Before the three-tenths sales tax, the city only had about $80,000 from the parish for road repairs each year, Garber said.
Most of the city’s main roadways have been fixed, but the city still has major road problems on Levee Road, Railroad Avenue, Spruce Street, in addition to areas on Lawrence Street, Klingsville, and Marquis Manor among many other areas, Grizzaffi said.
It will take multiple years to get the areas that need roadwork done, Garber said. “I think we will very well spend that extra money every year,” she said.
The three-tenths sales tax lasts 12 years, but the city’s bond payment is only 10 years, Grizzaffi said. “The last two years, we might be having $800,000 or $900,000 a year for the next mayor to spend (on roads),” Grizzaffi said.
The money raised from the three-tenths sales tax can only be used for road repairs, Garber said.
Capital outlay projects take up 5.5 percent or about $2 million of the city’s budget. Of that money, $1.9 million is budgeted for a combination of state capital outlay funding to build three more cabins at Lake End Parkway, and grant money the city received for its wharf project to bulkhead the city’s riverfront, Grizzaffi said.
The police department’s budget is 10.4 percent or about $3.9 million of the total budget. The $300,000 increase in the police department’s budget came partly from a more than $100,000 increase in state retirement plan expenses, and about $50,000 in hospitalization expenses.
The fire department’s budget is 6.4 percent or about $2.3 million of the total budget. The fire department’s budget shows about a $100,000 increase in the fire department’s budget from the 2013 budget. The increase was mostly due to a roughly $80,000 jump in retirement and payroll taxes.

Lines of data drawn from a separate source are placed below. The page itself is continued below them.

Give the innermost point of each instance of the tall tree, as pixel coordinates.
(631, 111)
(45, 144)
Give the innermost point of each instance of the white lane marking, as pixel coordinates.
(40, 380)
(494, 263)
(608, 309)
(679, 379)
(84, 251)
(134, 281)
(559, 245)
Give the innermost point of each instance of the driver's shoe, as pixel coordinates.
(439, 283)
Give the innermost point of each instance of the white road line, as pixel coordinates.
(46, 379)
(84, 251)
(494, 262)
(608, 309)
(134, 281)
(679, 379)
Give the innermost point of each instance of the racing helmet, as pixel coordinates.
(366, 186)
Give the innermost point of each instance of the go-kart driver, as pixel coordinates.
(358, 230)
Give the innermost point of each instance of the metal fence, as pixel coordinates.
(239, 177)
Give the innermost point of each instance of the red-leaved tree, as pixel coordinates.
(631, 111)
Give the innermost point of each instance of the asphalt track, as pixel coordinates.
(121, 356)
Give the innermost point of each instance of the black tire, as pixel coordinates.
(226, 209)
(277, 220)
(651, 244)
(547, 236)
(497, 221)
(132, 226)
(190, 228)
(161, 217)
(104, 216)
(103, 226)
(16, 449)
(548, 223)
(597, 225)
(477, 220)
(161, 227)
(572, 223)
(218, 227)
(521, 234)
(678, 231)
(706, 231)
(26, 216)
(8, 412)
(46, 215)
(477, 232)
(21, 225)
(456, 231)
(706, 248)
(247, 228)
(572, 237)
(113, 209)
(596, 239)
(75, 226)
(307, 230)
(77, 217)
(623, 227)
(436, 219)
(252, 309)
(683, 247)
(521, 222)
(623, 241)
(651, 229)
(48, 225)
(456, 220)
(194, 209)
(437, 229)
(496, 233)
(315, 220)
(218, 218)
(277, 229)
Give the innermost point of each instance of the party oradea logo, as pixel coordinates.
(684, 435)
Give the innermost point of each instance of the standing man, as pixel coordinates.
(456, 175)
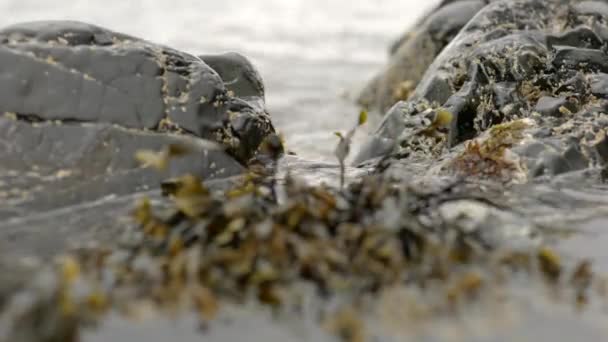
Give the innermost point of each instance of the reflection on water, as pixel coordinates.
(310, 52)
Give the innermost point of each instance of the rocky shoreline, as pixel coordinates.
(494, 144)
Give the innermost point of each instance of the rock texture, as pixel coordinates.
(412, 53)
(79, 101)
(522, 85)
(75, 72)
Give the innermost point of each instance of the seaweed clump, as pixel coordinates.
(261, 241)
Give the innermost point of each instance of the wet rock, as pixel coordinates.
(554, 106)
(79, 102)
(507, 64)
(415, 51)
(578, 58)
(599, 85)
(48, 166)
(72, 71)
(238, 74)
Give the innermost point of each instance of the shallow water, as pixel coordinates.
(311, 53)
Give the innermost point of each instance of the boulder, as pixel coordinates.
(76, 72)
(519, 92)
(414, 51)
(77, 104)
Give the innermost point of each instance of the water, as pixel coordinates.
(311, 53)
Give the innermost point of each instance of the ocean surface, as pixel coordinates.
(313, 54)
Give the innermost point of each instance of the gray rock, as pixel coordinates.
(72, 71)
(599, 85)
(79, 101)
(509, 63)
(553, 106)
(412, 53)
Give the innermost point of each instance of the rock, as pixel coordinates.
(415, 51)
(76, 72)
(79, 101)
(238, 74)
(599, 85)
(507, 64)
(554, 106)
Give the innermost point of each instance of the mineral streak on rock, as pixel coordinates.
(415, 51)
(543, 61)
(76, 72)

“For several years we had been hit with 3 or 4 percent increases a year in police and fire retirement systems, which is something we cannot control,” Garber said. City officials do not know what the retirement costs would be this year because the state determines how much the city has to fund, and that is not decided until July, Garber said. Therefore, city officials wanted to make sure enough was budgeted for those anticipated costs, she said.
Grizzaffi said the overall budget is “a very conservative presentation.” City officials “undershot” on the city’s projected revenues and “overshot” on its projected expenditures, he said.
The majority of the proposed 2014 budget is to pay for utility operation expenses at a cost of $20.2 million, which is a decrease of about $150,000 from the 2013 budget.
The city’s budget was prepared mostly by looking at the history of recurring expenses, Grizzaffi said. “All the extra stuff is whether or not we have the revenue to do it.”
The recreation, culture, and public programs budget is 7.1 percent or about $2.67 million of the city’s budget.
General government expenditures, which include administrative costs, make up 6.8 percent or slightly more than $2.5 million of the city’s budget. That is around a $90,000 increase from the 2013 budget.
The city expects to take in about $3.7 million in sales tax revenues and $1.8 million in property tax revenues to go into the city’s general fund budget. Overall, the 2014 budget plans for about $8.7 million in tax revenues, up more than $100,000 from the 2013 budget.
The city’s general fund budget is projected to be about $10.2 million, about a $300,000 increase from the 2013 budget.
The city will have a budget workshop in November where all the department heads and supervisors will discuss their proposed 2014 budgets, Garber said.